Sentencing is delayed while someone is in the program. Those who successfully complete it can withdraw their plea, at which time the County Attorney’s Office would dismiss the charge. Participants don’t have to complete the program within a certain amount of time as long as they make progress and cooperate.
“We are proud to serve as the pilot site for Wellness Court,” Chief Deputy Sarpy County Attorney Bonnie Moore said in a press release. “This is about giving people resources and helping them build skills so they can manage their mental health and don’t commit crimes again.”
The Wellness Court was made possible in 2016 when the Nebraska Legislature broadened the state’s definition of problem-solving courts, paving the way for local governments to create courts for people with mental illnesses, veterans, those arrested for drunken driving and others.
Then last August, Gov. Pete Ricketts signed into law Legislative Bill 1008, which, in part, provided more than $600,000 to establish and operate a pilot mental health court in the state. A Nebraska Supreme Court subcommittee established best practices and guidance for the mental health court. The county’s application to operate it was approved in December.
Creston Ashburn, coordinator of the Sarpy County Drug Court who also will oversee the Wellness Court, said he keeps up with former offenders who have maintained years of sobriety after going through the drug program. He envisions similar success stories from the mental health court in which participants maintain good employment and reestablish relationships with their families, all while effectively managing their mental health needs.
“Incarcerating them is not helping the root of the issue,” he said in an interview.

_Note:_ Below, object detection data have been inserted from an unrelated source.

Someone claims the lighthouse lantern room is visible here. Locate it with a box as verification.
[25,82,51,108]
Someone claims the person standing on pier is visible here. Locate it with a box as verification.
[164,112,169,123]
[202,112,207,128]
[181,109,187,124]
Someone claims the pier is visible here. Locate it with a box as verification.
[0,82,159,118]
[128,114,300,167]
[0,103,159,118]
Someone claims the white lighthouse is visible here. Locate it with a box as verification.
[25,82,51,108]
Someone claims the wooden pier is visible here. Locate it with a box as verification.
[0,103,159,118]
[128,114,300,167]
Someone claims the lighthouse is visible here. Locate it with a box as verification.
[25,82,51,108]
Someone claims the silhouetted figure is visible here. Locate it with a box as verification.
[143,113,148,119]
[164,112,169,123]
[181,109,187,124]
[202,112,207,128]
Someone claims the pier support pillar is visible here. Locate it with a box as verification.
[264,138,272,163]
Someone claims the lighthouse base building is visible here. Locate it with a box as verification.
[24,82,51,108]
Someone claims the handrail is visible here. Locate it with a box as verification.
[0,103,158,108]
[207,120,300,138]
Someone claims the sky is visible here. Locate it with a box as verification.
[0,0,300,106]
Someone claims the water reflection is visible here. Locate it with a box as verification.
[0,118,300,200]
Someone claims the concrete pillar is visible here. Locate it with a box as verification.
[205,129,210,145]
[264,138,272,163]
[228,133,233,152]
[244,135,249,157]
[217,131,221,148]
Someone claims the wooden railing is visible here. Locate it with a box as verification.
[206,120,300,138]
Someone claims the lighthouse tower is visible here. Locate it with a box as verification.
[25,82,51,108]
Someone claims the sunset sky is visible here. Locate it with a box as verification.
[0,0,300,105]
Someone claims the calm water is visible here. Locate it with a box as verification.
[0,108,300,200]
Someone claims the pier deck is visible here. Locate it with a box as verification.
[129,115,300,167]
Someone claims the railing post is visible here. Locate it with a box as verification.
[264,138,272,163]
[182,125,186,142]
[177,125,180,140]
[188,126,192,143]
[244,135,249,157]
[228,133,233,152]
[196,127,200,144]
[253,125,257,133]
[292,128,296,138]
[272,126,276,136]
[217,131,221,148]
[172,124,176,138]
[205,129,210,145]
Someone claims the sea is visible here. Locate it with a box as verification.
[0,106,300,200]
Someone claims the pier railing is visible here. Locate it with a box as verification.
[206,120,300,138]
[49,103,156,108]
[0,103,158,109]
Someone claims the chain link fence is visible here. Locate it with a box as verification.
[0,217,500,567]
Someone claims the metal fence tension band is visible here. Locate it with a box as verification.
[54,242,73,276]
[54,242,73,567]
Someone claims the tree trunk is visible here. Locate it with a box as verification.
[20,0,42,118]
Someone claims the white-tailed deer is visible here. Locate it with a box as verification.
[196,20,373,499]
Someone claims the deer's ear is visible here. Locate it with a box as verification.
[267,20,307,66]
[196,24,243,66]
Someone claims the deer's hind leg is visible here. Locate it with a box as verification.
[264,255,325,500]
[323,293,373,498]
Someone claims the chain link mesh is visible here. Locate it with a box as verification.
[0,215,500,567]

People interested in volunteering as a peer-support specialist with the Wellness Court can contact Ashburn at 402-593-2132.
Problem-solving court advocates say the programs save money and help ease overcrowded prisons. As of 2019, the yearly cost of supervising someone in a problem-solving court was about $2,900 compared with an average cost of $38,600 for prison, according to state probation office figures from the time.

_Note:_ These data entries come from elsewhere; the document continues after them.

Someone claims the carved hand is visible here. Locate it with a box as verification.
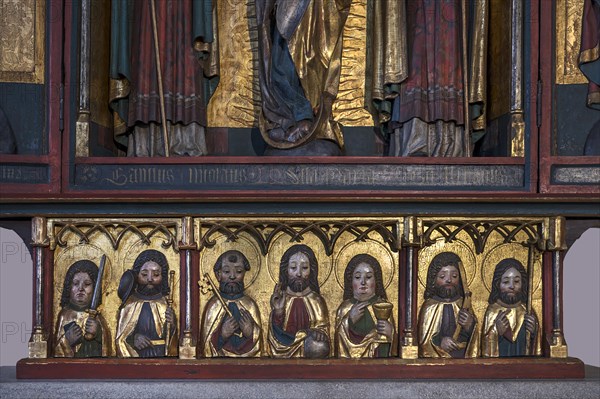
[165,306,177,326]
[221,317,240,340]
[525,314,537,335]
[85,317,100,337]
[271,284,286,316]
[348,302,369,324]
[440,337,458,352]
[65,323,83,346]
[377,320,394,341]
[458,309,475,331]
[239,308,254,338]
[133,334,153,350]
[496,310,510,335]
[310,329,329,342]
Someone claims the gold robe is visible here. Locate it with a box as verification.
[268,290,329,358]
[335,299,396,358]
[200,295,263,357]
[481,302,542,357]
[115,295,179,357]
[54,308,110,357]
[419,298,479,358]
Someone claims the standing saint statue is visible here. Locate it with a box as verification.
[368,0,489,157]
[255,0,351,155]
[110,0,219,156]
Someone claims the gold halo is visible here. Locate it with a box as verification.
[334,239,396,290]
[418,238,476,288]
[481,242,542,295]
[116,241,180,290]
[200,233,262,288]
[54,244,112,298]
[267,233,333,287]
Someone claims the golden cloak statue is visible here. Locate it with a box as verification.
[115,294,179,357]
[419,298,479,358]
[200,295,263,357]
[481,302,542,357]
[54,307,110,357]
[268,289,329,358]
[335,299,395,358]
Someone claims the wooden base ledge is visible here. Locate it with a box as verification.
[17,358,585,380]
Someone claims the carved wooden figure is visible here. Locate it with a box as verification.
[419,252,479,358]
[268,245,330,358]
[335,254,395,358]
[481,258,541,357]
[115,249,178,357]
[54,260,110,357]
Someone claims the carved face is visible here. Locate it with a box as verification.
[435,265,460,300]
[352,262,375,302]
[288,252,310,292]
[216,258,246,294]
[137,260,162,289]
[70,272,94,309]
[435,266,460,288]
[500,267,522,304]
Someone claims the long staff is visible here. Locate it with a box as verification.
[525,245,535,355]
[452,262,471,347]
[150,0,170,157]
[165,270,175,356]
[461,0,471,155]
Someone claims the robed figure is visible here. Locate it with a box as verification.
[335,254,395,358]
[419,252,479,358]
[255,0,351,155]
[268,244,330,358]
[367,0,489,157]
[481,258,542,357]
[115,249,179,357]
[110,0,219,156]
[54,260,110,357]
[200,250,263,357]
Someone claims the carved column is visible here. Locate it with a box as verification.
[28,217,50,358]
[400,216,422,359]
[547,217,568,358]
[75,0,91,157]
[179,216,197,359]
[510,0,525,157]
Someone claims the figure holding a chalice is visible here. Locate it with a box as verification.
[335,254,395,358]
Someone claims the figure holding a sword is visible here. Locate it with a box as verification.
[199,250,263,357]
[54,256,110,357]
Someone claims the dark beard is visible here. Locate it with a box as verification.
[137,284,161,296]
[500,292,523,305]
[219,281,244,295]
[435,285,458,299]
[288,278,308,292]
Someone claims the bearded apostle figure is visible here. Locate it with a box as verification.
[201,250,263,357]
[419,252,479,358]
[268,245,330,358]
[481,258,542,357]
[115,249,178,357]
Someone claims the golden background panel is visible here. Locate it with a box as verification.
[334,239,397,290]
[556,0,588,84]
[52,228,183,356]
[0,0,46,83]
[333,0,373,126]
[417,232,543,352]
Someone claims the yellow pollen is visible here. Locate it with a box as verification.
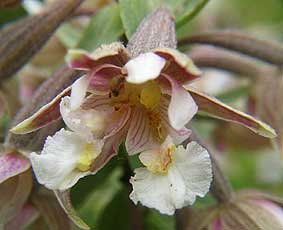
[148,111,166,143]
[147,145,176,174]
[77,144,98,172]
[140,81,161,110]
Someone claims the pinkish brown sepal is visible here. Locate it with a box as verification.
[186,87,276,138]
[10,87,71,134]
[152,48,201,84]
[66,42,129,70]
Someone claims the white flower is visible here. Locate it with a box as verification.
[30,129,103,190]
[130,137,212,215]
[124,53,166,84]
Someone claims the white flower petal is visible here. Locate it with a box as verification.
[164,75,198,130]
[130,168,175,215]
[71,75,89,110]
[174,142,212,205]
[30,129,89,190]
[130,140,212,215]
[60,96,106,142]
[124,53,166,84]
[125,108,158,155]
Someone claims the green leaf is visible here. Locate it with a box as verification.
[78,4,124,51]
[176,0,209,29]
[97,189,131,230]
[76,167,122,229]
[56,23,82,48]
[145,209,175,230]
[119,0,160,39]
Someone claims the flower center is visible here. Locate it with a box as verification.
[109,77,161,110]
[77,144,99,172]
[146,145,176,174]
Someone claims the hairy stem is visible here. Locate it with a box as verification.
[189,133,233,203]
[179,31,283,65]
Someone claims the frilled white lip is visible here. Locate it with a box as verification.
[123,52,166,84]
[30,129,100,190]
[130,138,212,215]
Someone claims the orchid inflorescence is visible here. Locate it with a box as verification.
[7,9,276,228]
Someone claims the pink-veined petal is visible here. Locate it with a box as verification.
[66,42,129,70]
[123,53,166,84]
[10,87,71,134]
[105,106,131,138]
[162,74,198,130]
[186,86,276,138]
[125,108,158,155]
[153,48,201,84]
[0,152,30,183]
[82,94,113,112]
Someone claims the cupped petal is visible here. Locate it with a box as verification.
[175,142,212,206]
[186,86,276,138]
[125,107,156,155]
[123,53,166,84]
[89,64,122,95]
[130,168,179,215]
[30,129,89,190]
[60,96,108,142]
[66,42,129,70]
[130,138,212,215]
[70,75,90,110]
[54,190,90,229]
[152,48,201,84]
[10,87,71,134]
[162,74,198,130]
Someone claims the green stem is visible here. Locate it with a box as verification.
[189,133,233,203]
[176,0,212,29]
[189,47,275,78]
[179,31,283,65]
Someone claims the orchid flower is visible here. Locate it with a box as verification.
[130,136,212,215]
[12,42,275,190]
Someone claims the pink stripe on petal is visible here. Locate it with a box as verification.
[104,107,131,138]
[162,74,198,130]
[82,95,113,110]
[126,108,155,155]
[0,153,30,183]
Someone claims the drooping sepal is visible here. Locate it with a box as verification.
[10,87,71,134]
[186,87,276,138]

Other problem-solving courts in Nebraska include drug, reentry and young adult courts. In 2019, problem-solving courts in Nebraska served about 1,000 offenders.
County leaders say the Wellness Court builds on Sarpy’s other mental health initiatives. The Sarpy County Attorney’s Office in 2014 created a mental health diversion program. In 2018, the Sarpy County Sheriff’s Office created the Omaha metro area’s first mental health law enforcement unit. Plans for a new county jail, expected to have more space to treat mental illnesses, are underway.

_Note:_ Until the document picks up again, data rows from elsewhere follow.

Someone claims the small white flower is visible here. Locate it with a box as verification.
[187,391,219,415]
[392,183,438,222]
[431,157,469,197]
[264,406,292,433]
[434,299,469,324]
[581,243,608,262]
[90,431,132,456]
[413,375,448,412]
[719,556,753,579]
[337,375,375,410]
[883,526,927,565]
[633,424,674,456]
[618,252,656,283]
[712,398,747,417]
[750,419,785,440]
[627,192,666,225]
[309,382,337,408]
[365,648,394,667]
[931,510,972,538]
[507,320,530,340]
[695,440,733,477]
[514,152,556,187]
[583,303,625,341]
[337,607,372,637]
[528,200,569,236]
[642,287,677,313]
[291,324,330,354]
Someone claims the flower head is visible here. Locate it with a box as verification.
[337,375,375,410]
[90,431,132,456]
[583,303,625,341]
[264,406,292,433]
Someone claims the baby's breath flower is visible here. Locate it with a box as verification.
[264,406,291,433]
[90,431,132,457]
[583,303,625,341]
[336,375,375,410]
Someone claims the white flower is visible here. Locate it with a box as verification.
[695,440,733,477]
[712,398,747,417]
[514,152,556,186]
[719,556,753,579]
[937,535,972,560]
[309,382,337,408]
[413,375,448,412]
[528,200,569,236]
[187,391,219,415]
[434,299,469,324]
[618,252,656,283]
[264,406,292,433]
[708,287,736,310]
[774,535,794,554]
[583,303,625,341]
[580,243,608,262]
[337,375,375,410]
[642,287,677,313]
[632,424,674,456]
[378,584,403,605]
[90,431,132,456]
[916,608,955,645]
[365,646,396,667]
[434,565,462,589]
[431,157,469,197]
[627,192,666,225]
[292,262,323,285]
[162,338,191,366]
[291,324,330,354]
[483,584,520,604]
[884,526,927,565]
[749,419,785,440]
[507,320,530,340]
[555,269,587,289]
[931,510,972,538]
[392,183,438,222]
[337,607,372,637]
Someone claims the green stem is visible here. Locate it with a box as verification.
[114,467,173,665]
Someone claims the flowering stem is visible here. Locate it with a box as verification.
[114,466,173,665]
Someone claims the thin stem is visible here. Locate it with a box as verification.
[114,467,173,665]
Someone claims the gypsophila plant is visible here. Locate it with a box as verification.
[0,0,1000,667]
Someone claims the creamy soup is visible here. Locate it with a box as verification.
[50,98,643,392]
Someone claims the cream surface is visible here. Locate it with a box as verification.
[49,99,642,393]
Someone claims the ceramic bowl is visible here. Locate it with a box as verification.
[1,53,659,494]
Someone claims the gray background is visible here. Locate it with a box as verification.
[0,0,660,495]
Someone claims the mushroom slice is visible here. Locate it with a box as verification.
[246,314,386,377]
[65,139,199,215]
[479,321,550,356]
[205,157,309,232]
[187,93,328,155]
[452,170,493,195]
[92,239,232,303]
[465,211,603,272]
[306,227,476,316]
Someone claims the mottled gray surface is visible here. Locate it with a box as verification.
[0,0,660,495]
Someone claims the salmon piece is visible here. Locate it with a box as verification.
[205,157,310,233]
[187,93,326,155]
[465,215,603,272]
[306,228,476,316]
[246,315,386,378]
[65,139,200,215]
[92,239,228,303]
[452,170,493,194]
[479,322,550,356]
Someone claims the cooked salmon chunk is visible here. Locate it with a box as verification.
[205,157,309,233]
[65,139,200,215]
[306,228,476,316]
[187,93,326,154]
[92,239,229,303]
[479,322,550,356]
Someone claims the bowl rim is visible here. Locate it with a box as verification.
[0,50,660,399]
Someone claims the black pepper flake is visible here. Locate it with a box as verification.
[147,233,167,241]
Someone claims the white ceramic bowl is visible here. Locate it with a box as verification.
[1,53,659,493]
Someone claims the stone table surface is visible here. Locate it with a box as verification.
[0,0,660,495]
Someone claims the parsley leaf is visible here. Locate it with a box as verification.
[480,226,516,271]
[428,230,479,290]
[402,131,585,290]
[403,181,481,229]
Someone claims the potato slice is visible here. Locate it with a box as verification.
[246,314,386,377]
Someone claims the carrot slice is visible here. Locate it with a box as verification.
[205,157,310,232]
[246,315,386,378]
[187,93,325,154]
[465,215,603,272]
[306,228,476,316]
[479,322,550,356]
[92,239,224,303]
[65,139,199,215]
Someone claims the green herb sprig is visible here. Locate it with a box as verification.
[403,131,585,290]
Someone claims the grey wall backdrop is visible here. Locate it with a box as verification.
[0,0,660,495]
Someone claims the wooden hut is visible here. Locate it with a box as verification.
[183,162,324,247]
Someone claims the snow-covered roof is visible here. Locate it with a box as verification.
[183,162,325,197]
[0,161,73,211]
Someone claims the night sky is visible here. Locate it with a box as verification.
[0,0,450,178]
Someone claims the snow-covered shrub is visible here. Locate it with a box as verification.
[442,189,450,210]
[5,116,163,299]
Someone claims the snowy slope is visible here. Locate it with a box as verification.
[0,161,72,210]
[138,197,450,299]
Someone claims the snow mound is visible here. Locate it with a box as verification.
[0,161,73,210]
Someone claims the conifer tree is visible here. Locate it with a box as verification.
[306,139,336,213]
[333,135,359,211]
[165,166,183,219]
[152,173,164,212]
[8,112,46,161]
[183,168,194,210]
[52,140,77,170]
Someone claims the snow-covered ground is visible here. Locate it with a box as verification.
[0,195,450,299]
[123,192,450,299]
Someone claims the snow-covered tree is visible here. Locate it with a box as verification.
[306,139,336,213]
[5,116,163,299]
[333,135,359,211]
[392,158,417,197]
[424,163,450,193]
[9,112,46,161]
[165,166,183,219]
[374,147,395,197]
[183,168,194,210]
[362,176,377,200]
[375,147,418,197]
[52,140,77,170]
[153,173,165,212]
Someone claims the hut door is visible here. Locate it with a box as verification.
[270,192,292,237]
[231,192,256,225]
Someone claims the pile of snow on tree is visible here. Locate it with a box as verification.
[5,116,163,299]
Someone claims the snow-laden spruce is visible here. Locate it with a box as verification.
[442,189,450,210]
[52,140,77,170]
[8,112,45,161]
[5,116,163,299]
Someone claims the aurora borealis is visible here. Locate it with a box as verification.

The Wellness Court will start small as officials evaluate what is and isn’t working. Ashburn said only four or five people have been identified for the first round of participants, and in the first year, the program may take on 10 to 15.
Martinez said officials hope the Sarpy County Wellness Court will “set the gold standard” and lead to more mental health courts in the state and nation.
But for that to happen, the Legislature would need to allocate more money, as there’s currently none available for more programs, said Adam Jorgensen, Nebraska’s problem-solving court director.
“We’re the first one in the state of Nebraska,” Ashburn said, “so we hope that it goes well.”